Mesleki doyum anlamında en çok çocuklarla çalışmayı seviyorum. Çünkü ilerlemeyi kısa sürede sağlıyor, gözlemleme şansı buluyorsun. Çocuğu toparlıyor aile psiko-eğitim veriyorsun. Tam gelişme iyi yönde ilerlerken ebeveynin olumsuz tutumu süreci komple başa alıyor. Bu sebeple akıllara yumurta mı tavuktan çıkar, tavuk mu yumurtadan çıkar? sorusu gibi bir soru geliyor. Önce aileyi mi iyileştirmek lazım, çocukları mı?
Çocuklar geleceğimiz ise elbette ki çocukları sağlıklı yetiştirmek lazım. Eğitim konusunda özellikle, geleceğin büyükleri çocuklar deyip böyle yapıyoruz. Çocukların eğitimini kim veriyor? Başta aile, sonra okul, sonra sosyal çevre.
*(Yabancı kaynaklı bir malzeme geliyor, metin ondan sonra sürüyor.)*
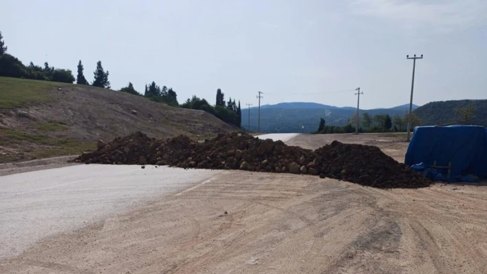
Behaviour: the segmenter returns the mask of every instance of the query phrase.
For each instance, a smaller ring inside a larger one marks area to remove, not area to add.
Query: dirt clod
[[[432,183],[376,146],[334,141],[313,151],[245,133],[219,135],[201,143],[182,135],[163,141],[135,133],[74,161],[319,174],[380,188],[417,188]]]

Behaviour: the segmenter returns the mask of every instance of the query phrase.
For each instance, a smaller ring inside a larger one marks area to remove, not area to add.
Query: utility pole
[[[250,131],[250,106],[252,104],[246,104],[248,106],[248,131]]]
[[[263,96],[261,96],[261,94],[263,94],[263,92],[262,91],[257,91],[259,93],[259,95],[257,95],[257,98],[259,98],[259,126],[258,126],[258,133],[261,132],[261,98],[263,98]]]
[[[421,57],[416,57],[416,54],[414,54],[414,57],[409,57],[409,55],[406,56],[407,59],[413,59],[413,80],[411,83],[411,101],[409,101],[409,113],[407,115],[407,141],[409,141],[409,137],[411,135],[411,115],[413,114],[413,90],[414,89],[414,71],[416,69],[416,59],[422,59],[423,55],[421,54]]]
[[[363,92],[360,92],[360,88],[358,87],[355,89],[356,91],[358,91],[356,93],[355,93],[356,95],[358,95],[357,97],[357,117],[356,117],[356,123],[355,125],[355,134],[358,134],[358,118],[360,117],[358,116],[358,105],[360,103],[360,94],[364,94]]]

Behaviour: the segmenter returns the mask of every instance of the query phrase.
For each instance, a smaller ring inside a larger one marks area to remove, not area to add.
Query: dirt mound
[[[201,144],[185,136],[158,141],[136,133],[75,161],[319,174],[380,188],[416,188],[431,183],[376,146],[334,141],[312,151],[237,133],[219,135]]]

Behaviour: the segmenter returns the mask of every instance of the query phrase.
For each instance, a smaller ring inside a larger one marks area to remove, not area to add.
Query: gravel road
[[[360,138],[350,136],[300,135],[288,144],[313,148],[329,138]],[[391,137],[362,138],[358,142],[377,142],[389,150],[386,153],[404,157],[407,146]],[[63,178],[76,177],[83,170],[69,169],[90,166],[58,170],[64,170]],[[47,172],[45,180],[56,179],[47,170],[0,177],[0,229],[11,222],[32,220],[40,227],[52,223],[52,216],[60,220],[58,209],[49,207],[56,200],[78,201],[61,203],[73,210],[63,222],[91,221],[67,233],[41,236],[21,255],[0,260],[0,273],[419,274],[487,269],[482,240],[487,238],[486,187],[384,190],[305,175],[122,168],[109,175],[100,170],[83,187],[73,179],[72,184],[59,185],[67,191],[57,196],[57,187],[43,189],[39,172]],[[85,172],[80,179],[91,176]],[[5,179],[20,176],[27,176],[17,181],[22,186],[4,185]],[[161,185],[168,180],[173,184]],[[90,192],[98,197],[96,205],[82,198]],[[4,195],[10,202],[3,201]],[[91,207],[98,209],[90,212]],[[36,218],[38,209],[41,218]],[[25,212],[30,213],[22,217]],[[0,244],[3,250],[5,243]]]

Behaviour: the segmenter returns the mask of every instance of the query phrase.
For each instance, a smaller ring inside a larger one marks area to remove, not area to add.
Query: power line
[[[248,106],[248,131],[250,131],[250,106],[252,104],[246,104]]]
[[[263,92],[262,91],[257,91],[259,93],[259,95],[257,95],[257,98],[259,98],[259,126],[258,126],[258,133],[261,132],[261,98],[263,98],[263,96],[261,96],[261,94],[263,94]]]
[[[407,115],[407,138],[406,141],[409,141],[409,136],[411,135],[411,115],[413,111],[413,91],[414,90],[414,72],[416,69],[416,59],[422,59],[423,55],[421,54],[421,57],[416,57],[416,54],[414,54],[414,57],[409,57],[409,55],[406,56],[407,59],[413,59],[413,80],[411,83],[411,100],[409,101],[409,113]]]
[[[274,94],[279,95],[315,95],[315,94],[330,94],[330,93],[340,93],[343,92],[351,92],[354,91],[354,89],[349,89],[347,91],[327,91],[327,92],[312,92],[307,93],[269,93],[267,94]]]

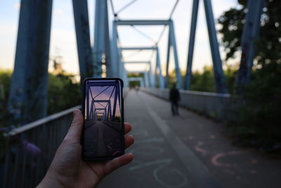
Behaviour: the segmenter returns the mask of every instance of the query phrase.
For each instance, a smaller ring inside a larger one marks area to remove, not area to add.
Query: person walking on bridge
[[[171,113],[173,115],[178,115],[178,101],[181,101],[181,96],[176,84],[170,89],[169,99],[171,101]]]

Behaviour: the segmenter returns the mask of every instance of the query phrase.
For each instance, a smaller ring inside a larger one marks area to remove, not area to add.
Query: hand
[[[133,155],[124,154],[111,161],[85,161],[81,159],[80,136],[84,118],[79,110],[73,111],[74,119],[67,135],[58,149],[48,172],[37,187],[96,187],[105,177],[116,169],[130,163]],[[125,123],[125,134],[131,130]],[[131,135],[125,136],[125,148],[134,142]]]

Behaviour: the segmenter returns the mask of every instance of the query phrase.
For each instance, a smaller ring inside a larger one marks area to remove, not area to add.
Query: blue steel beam
[[[170,20],[115,20],[117,25],[169,25]]]
[[[131,46],[131,47],[121,47],[119,48],[121,51],[123,50],[157,50],[157,46]]]
[[[93,49],[95,77],[100,77],[102,73],[103,56],[109,65],[107,72],[111,71],[110,42],[108,27],[107,1],[96,0],[95,11],[94,44]]]
[[[226,88],[226,78],[223,70],[222,62],[218,49],[211,0],[204,0],[204,6],[205,8],[211,57],[213,59],[214,74],[215,77],[216,92],[218,93],[226,94],[228,93],[228,89]]]
[[[193,60],[193,49],[195,40],[196,24],[197,21],[199,0],[193,0],[192,13],[191,15],[190,33],[189,37],[188,56],[185,77],[185,89],[190,89],[192,67]]]
[[[157,74],[157,70],[158,68],[159,70],[159,87],[161,89],[164,88],[164,78],[162,75],[162,70],[161,68],[161,62],[160,62],[160,57],[159,55],[159,49],[157,48],[157,51],[156,51],[156,67],[155,67],[155,75]]]
[[[72,0],[75,23],[76,41],[79,62],[80,77],[82,82],[93,76],[93,56],[91,47],[90,29],[86,0]]]
[[[140,87],[143,87],[144,84],[143,84],[143,77],[128,77],[128,81],[129,82],[140,82]]]
[[[169,30],[168,34],[168,46],[167,46],[167,56],[166,61],[166,77],[165,77],[165,87],[169,87],[169,65],[170,63],[170,51],[171,51],[171,31]]]
[[[150,61],[124,61],[123,63],[125,64],[138,64],[138,63],[146,63],[150,64]]]
[[[23,125],[46,115],[52,0],[22,0],[8,111]]]
[[[254,56],[254,45],[258,38],[263,6],[264,0],[249,0],[247,3],[248,12],[241,40],[240,65],[236,77],[237,93],[242,92],[244,85],[250,80]]]
[[[175,61],[175,69],[176,69],[176,85],[178,88],[182,89],[182,79],[181,75],[180,67],[178,65],[178,50],[176,48],[176,36],[175,36],[175,30],[174,28],[174,23],[173,21],[170,22],[169,30],[171,32],[171,43],[173,47],[174,52],[174,59]]]
[[[117,49],[117,29],[116,22],[114,21],[112,23],[112,37],[111,41],[111,64],[107,65],[107,77],[119,77]]]

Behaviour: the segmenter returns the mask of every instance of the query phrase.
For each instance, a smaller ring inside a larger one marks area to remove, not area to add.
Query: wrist
[[[58,187],[63,188],[66,187],[64,186],[63,182],[59,180],[58,175],[55,173],[48,171],[42,181],[37,187],[37,188],[45,188],[45,187]]]

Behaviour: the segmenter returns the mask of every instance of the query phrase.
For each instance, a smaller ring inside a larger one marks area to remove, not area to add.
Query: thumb
[[[81,111],[78,109],[73,111],[73,115],[74,118],[72,123],[71,123],[65,139],[79,142],[80,141],[80,137],[83,128],[83,115]]]

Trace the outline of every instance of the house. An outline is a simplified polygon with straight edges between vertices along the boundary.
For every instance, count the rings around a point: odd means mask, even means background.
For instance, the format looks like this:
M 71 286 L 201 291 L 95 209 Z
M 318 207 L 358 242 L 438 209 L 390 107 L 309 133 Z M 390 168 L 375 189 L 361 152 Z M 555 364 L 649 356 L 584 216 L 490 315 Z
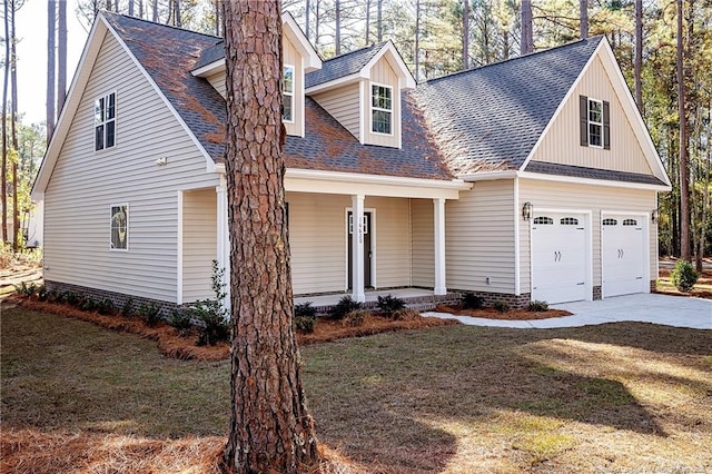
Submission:
M 670 182 L 604 39 L 421 86 L 390 42 L 322 60 L 287 14 L 283 45 L 295 295 L 650 290 Z M 225 93 L 220 38 L 98 16 L 33 188 L 48 286 L 210 296 Z

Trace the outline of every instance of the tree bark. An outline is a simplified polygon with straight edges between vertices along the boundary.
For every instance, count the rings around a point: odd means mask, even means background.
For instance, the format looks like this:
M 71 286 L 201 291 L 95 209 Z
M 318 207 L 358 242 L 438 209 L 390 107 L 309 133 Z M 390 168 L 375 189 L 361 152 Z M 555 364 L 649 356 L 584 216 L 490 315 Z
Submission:
M 293 330 L 281 140 L 279 1 L 225 2 L 226 178 L 233 308 L 230 473 L 317 461 Z
M 678 0 L 678 113 L 680 116 L 680 257 L 690 261 L 690 165 L 688 162 L 688 117 L 683 70 L 682 0 Z
M 643 113 L 643 85 L 641 71 L 643 69 L 643 0 L 635 0 L 635 59 L 633 60 L 633 75 L 635 77 L 635 103 L 637 110 Z

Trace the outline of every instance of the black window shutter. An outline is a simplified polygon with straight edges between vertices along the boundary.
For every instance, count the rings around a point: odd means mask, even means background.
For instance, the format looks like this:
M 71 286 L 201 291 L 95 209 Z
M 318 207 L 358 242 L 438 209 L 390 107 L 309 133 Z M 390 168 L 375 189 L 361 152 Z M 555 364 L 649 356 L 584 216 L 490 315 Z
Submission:
M 581 117 L 581 146 L 589 146 L 589 98 L 578 96 L 578 115 Z
M 603 101 L 603 148 L 611 149 L 611 105 Z

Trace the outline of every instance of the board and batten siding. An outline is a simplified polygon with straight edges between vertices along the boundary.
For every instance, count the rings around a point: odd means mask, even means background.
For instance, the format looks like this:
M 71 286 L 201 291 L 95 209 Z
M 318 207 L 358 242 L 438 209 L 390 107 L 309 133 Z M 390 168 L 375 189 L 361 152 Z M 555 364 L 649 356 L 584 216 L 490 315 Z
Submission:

Şimdi geliyoruz kısır döngüye; anne-baba ya da abi/abla sağlıklı olmazsa çocuk sağlıklı olur mu? Öğretmen şiddete eğilimli olursa, çocuk bunu nasıl yansıtır? Arkadaşları madde kullanıyorsa, zaten ailede problem yaşamış çocuk, arkadaşlarına nasıl hayır diyecek?
Eğitime önce aileleri almalıyız. İyileştirmeye önce yetişkinden başlamalıyız. Sağlıklı olmayan yetişkinin sağlıklı çocuğu olmaz. Sevgi ile büyümeyen çocuk, yetişkinlik döneminde problemli bir birey olur.
Uçakta bile “kabin basıncı azaldığında, önünüze düşen oksijen maskesini önce kendinize, sonra çocuğunuza takın” diyorlar. Siz iyi olmazsanız başkasına el uzatamazsınız. Unutmayalım ki sağlıklı birey, sağlıklı çocuk, sağlıklı toplum demektir.